Monday, March 12, 2012

Review: We Need to Talk About Kevin by Lionel Shriver

Publisher: Harper Perrenial
Publishing Date: March 23rd, 2003
Genre: Adult Fiction, Award-Winner
Pages: 400 pgs
ISBN: 9780061124297

Rating: 5 stars


Summary from Goodreads

The gripping international bestseller about motherhood gone awry
Eva never really wanted to be a mother - and certainly not the mother of the unlovable boy who murdered seven of his fellow high school students, a cafeteria worker, and a much-adored teacher who tried to befriend him, all two days before his sixteenth birthday. Now, two years later, it is time for her to come to terms with marriage, career, family, parenthood, and Kevin's horrific rampage in a series of startlingly direct correspondences with her estranged husband, Franklin. Uneasy with the sacrifices and social demotion of motherhood from the start, Eva fears that her alarming dislike for her own son may be responsible for driving him so nihilistically off the rails.


My Review:
This book had been sitting on my book shelf for years (yes, I said years) and I had tried to pick it up a few times but the language in this book is quite difficult at times. It wasn't that I didn't know what the vocabulary meant but I find when there is too much language like that the book becomes a bit of a chore to read. That being said, I decided to try my luck with the audiobook version and I found that I had better success with this. Listening to an audiobook is definitely a different experience than reading a book and I found that in this case it made the story flow a whole lot better.

This book is not for the faint of heart. It is about a mother who is dealing with the fact that her son has gone on a killing spree at his school.

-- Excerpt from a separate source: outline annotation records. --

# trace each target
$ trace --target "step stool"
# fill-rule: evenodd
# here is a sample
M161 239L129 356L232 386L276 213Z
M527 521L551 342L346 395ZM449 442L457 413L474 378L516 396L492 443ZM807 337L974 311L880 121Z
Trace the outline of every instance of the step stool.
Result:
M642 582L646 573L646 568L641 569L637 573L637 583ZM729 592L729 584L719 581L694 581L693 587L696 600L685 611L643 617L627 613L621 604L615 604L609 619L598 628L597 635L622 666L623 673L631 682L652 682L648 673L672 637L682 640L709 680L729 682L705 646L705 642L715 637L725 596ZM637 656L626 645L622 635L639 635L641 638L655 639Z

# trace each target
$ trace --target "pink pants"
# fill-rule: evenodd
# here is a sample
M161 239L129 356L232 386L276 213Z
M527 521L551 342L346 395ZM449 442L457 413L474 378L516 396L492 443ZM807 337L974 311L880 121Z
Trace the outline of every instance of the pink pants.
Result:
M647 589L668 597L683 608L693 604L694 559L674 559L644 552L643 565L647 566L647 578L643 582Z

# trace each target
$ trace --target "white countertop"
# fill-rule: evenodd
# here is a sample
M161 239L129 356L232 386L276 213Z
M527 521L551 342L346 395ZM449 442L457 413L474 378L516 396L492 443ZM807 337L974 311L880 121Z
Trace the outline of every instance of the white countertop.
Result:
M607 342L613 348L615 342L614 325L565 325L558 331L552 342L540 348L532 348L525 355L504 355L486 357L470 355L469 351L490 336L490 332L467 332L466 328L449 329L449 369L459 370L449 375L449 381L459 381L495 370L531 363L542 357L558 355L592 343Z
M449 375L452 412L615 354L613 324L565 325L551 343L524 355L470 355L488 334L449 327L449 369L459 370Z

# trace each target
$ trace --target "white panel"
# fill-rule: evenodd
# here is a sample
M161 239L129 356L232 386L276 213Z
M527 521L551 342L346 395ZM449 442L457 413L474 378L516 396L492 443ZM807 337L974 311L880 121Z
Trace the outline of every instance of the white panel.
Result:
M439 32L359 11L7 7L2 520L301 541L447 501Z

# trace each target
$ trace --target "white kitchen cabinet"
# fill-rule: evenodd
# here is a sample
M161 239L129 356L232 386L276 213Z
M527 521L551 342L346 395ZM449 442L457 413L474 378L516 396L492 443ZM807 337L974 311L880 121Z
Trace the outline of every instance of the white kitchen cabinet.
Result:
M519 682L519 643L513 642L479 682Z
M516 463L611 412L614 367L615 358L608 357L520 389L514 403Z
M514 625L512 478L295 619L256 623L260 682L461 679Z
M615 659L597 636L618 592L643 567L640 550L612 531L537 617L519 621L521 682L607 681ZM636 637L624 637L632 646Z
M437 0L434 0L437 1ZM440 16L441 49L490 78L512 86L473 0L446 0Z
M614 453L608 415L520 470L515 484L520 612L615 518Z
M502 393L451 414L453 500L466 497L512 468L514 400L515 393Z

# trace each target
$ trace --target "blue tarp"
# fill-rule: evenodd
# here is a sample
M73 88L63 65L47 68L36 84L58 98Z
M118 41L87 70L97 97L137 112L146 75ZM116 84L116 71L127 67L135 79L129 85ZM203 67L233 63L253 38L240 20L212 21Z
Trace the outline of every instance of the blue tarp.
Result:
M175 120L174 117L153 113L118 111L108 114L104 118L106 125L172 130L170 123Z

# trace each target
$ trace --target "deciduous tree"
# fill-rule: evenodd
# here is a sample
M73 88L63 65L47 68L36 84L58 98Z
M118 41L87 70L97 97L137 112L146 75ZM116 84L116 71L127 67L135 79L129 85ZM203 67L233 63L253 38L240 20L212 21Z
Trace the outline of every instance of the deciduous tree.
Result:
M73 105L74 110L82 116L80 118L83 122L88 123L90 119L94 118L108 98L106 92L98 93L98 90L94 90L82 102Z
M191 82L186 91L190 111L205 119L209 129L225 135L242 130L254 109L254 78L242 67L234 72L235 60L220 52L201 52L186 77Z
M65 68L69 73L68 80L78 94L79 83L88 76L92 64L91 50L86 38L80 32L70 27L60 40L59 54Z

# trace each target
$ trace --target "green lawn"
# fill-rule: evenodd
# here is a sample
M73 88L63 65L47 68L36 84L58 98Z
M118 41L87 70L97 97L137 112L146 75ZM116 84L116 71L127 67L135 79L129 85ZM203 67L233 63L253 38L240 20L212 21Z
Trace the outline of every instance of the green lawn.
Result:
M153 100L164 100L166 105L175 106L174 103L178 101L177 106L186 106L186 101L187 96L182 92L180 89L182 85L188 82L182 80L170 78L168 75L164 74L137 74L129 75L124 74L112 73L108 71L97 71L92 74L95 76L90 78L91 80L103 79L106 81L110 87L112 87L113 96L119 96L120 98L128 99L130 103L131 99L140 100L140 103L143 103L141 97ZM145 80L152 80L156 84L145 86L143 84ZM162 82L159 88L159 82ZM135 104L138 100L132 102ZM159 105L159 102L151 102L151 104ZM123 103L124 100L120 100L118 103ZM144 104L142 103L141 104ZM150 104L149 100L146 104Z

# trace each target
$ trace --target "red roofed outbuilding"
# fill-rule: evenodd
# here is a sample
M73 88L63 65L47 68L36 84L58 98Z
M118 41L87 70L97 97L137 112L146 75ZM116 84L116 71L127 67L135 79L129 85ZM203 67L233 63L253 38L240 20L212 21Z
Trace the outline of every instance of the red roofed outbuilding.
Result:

The book is written as a series of letters to the husband and I thought it worked quite well that way. The wife is trying to tell her side of the story and to let her husband know that she felt like something was wrong with Kevin right from the get go. That being said, the narrator (the mother/wife) is of course an unreliable narrator. I was constantly asking myself if Kevin was this way from birth or if Kevin was a product of his mother thinking he was a monster for the whole of his life.

This book brings up the whole nature/nurture theme quite well. What makes someone the way they are, especially when dealing with a murderer. It was such a disturbing book because you can't help but wonder what if that happened to you. How would I deal with the fact that my child killed other people? It would be a parent's worst nightmare. There is a bit of twist in the story, which I will not tell you but I have to admit that I had it figured out from the beginning of the novel. Most people say that they never saw it coming but I don't think that knowing made the book any less good. I really enjoyed this book because it raises so many questions and it really gets you thinking about things. I found that I couldn't get this book out of my head, long after it was done. Overall, I give this book 5 out of 5 stars.

1 comment:

  1. I really enjoyed this book too - I read it on holiday in Greece last year (soooooo not a holiday read, I know!). I didn't see the twist coming myself, but the book as a whole stuck with me for a long time.